This tutorial will explore the ensemble computing capabilities of the MMTSB Tool Set. 
    As an example the WW domain from Yes-associated protein (Yap), for which a structure 
    has been reported in complex with a bound proline rich peptide is used to estimate the 
    binding energy using molecular dynamics and MM/GB binding energy estimates.
    
     
    
    This tutorial will illustrate how we can use the MMTSB Tool Set to run an MD simulation 
    of the protein-ligand complex, create an ensemble structure from this dynamics trajectory 
    and then use the ensemble analysis tools in the MMTSB Tools Set to calculate an approximate 
    binding energy.
    
    Binding energies will be estimated following the MMPB/SA or MMGB/SA scheme. From
    the conformations sampled during a molecular dynamics simulation of the complex 
    average energies are calculated separately for the complex, the receptor, and the 
    substrate. The binding energy can then be estimated from the difference:
    
      ΔΔG(binding) = ΔG(complex) - ΔG(receptor) - ΔG(ligand)  
    
    1. Initial system setup
    Obtain/copy the experimental structure of the YAP-WW-domain from the 
Protein Data Bank. The PDB code is 
1JMQ 
    Because the structure was solved by NMR spectroscopy there are multiple models in the PDB file. Extract the first model with:
    
    convpdb.pl -model 1 1JMQ.pdb > yapww.pdb
    
    
    Next, we will minimize the experimental structure with distance dependent dielectric
as a fast approximation of the solvent environment:
    
    minCHARMM.pl -par dielec=rdie,epsilon=4,minsteps=50 \
                 -log min.log yapww.pdb > yapww.min.pdb
    
    We are now ready to run a molecular dynamics simulation of the complex to obtain
    conformational samples for the MMGB/SA analysis. Because no explicit solvent is
    present, the simulation will be run with GB (GBMV). Also, this simulation is very short 
    for this type of analysis, but it will suffice for the purposes of this tutorial.
    
    mdCHARMM.pl -par dynsteps=2000,dynoutfrq=100 -trajout yapww.dcd \
                -log dynamics.log -final yapww.md.pdb yapww.min.pdb
     
    For the subsequent analysis we will take advantage of the ensemble computing facility
    in the MMTSB Tool Set. In order to use the ensemble computing tools we have to first
    generate an ensemble directory structure from the trajectory file. 

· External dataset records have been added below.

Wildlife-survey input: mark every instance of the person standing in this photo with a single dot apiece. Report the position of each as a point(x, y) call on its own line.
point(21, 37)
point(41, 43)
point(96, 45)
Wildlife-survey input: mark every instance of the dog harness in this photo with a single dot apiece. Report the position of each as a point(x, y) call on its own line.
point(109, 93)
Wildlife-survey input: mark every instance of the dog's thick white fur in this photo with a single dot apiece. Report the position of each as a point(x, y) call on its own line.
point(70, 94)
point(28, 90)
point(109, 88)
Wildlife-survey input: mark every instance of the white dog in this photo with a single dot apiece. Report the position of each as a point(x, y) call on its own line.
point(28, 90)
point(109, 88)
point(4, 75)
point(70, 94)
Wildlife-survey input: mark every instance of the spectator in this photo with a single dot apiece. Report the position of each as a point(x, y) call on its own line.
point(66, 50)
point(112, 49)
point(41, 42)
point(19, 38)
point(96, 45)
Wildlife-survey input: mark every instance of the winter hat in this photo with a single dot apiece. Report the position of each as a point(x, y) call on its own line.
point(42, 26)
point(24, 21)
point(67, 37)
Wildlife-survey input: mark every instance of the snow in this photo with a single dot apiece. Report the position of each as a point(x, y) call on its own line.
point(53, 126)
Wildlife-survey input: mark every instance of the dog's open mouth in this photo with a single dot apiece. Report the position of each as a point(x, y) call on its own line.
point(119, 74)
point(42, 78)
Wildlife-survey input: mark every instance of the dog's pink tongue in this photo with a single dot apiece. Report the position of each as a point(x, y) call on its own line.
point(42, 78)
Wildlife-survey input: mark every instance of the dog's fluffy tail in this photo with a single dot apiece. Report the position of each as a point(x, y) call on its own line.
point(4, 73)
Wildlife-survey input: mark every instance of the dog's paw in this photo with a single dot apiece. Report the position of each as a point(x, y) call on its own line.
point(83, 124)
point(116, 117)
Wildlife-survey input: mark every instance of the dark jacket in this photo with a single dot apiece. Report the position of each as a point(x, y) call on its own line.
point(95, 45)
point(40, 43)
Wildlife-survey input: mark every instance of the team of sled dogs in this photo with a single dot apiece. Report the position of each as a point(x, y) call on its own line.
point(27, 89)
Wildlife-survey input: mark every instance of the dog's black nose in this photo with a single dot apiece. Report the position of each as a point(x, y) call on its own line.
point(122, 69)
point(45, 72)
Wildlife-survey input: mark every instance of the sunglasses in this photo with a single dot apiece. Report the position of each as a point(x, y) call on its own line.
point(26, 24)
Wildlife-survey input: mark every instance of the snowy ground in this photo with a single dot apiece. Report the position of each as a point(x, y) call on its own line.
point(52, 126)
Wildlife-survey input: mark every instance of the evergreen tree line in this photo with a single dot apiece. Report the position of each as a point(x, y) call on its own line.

    This can be done with the following command:
    
    processDCD.pl -ensdir ens -ens complex yapww.md.pdb yapww.dcd
    
    
    In this case the ensemble data is stored in a subdirectory 'ens' and the conformations
    from the trajectory are available through the 'complex' tag.
    Next, we will extract the substrate (chain P) and receptor (chain A) for each complex
    into separate files for later analysis:
    
    ensrun.pl -dir ens -new substrate complex convpdb.pl -chain P
    ensrun.pl -dir ens -new receptor complex convpdb.pl -chain A
    
    We now have three files for each snapshot, 
complex.pdb, 
    
receptor.pdb, and 
substrate.pdb. You should find these files
    in any of the ensemble subdirectories. You will see, however, that the files
    are automatically compressed to preserve space.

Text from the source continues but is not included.